Olası play-off avantajı açısından her ne kadar Doğu’ya geçmeyi isteseler de bu üç takım arasından geçme ihtimali en düşük olan ekip New Orleans Pelicans. Coğrafi olarak bakıldığında ise bu üç şehirden en doğudaki şehir Memphis. Ama hem Minnesota hem de New Orleans’ın Batı Konferansı pazarlarına Memphis’ten daha uzak olması buradaki en büyük soru işareti. Mantıklı bir seçimde doğuya geçecek en muhtemel aday; batıya uzaklığı en fazla olan Minnesota Timberwolves. NBA şehirlerine yakınlık olarak baktığımızda Minnesota’nın en yakın olduğu dört takım: Indianapolis, Chicago, Detroit ve Milwaukee. Bu 4 takım da Doğu Konferansının takımları.

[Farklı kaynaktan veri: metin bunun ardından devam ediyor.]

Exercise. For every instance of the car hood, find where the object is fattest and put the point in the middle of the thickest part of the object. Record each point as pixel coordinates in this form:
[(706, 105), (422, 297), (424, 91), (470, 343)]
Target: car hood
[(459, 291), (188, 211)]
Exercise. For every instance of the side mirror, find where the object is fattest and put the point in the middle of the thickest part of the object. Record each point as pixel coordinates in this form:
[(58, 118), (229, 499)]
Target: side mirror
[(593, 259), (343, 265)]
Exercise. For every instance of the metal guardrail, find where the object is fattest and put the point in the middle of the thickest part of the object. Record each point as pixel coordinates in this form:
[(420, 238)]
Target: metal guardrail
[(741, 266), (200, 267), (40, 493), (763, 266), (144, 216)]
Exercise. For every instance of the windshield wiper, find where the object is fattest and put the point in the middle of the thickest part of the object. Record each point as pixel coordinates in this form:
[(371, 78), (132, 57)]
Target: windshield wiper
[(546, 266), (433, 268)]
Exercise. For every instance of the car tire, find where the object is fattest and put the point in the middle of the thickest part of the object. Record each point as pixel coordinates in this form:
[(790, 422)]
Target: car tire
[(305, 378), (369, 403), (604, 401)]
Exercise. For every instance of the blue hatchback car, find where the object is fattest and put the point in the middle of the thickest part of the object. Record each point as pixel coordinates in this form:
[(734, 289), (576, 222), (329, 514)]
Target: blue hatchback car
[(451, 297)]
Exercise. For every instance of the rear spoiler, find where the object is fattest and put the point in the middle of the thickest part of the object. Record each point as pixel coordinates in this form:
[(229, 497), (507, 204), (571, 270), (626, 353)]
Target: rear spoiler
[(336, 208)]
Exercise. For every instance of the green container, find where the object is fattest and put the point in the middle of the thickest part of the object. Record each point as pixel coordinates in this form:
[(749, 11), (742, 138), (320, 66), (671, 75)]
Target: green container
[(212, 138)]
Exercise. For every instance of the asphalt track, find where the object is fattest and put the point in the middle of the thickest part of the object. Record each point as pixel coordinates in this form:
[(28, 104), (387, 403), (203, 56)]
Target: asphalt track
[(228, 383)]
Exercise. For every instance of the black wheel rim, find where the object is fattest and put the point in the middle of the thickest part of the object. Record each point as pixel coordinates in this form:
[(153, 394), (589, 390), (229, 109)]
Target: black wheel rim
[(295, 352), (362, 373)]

Son yıllarda NBA’de Batı Konferansı takımlarının üstünlüğü göze çarpıyor. Son 22 şampiyonun 15’inin Batı’dan çıkması bile tek başına aradaki farkı göstermeye yetecektir. Doğu Konferansına geçecek takımın olası bir play-off adayı olacak olması 3 takımın, hatta adı geçmeyen takımların bile Doğu’ya geçmek için gönüllü olmasına sebep oluyor. Buradaki kritik noktalardan biri de satılması beklenen Minnesota’nın Doğu’ya geçmesi durumunda fiyatının artabilecek olması. Bu ve bunun gibi birçok sorun expansion sonrası da NBA yönetimini bekliyor olacak. - Yeni katılacak iki şehir batıdaki şehirler olan Seattle, Las Vegas, Mexico City, San Diego, Vancouver beşlisinden herhangi ikisi olursa da aynı ihtimaller söz konusu olacaktır.
- Yeni katılacak 2 takımın biri doğudaki şehirler olan Louisville, Nashville, Montreal veya St. Louis’den, ikincisi batıdaki şehirler olan Seattle, Las Vegas, Mexico City, San Diego veya Vancouver’dan biri olursa mevcut durumdaki takımlarda bir değişiklik olmayacaktır. İki takımın da doğudan olması ise hiç konuşulmayan bir ihtimal.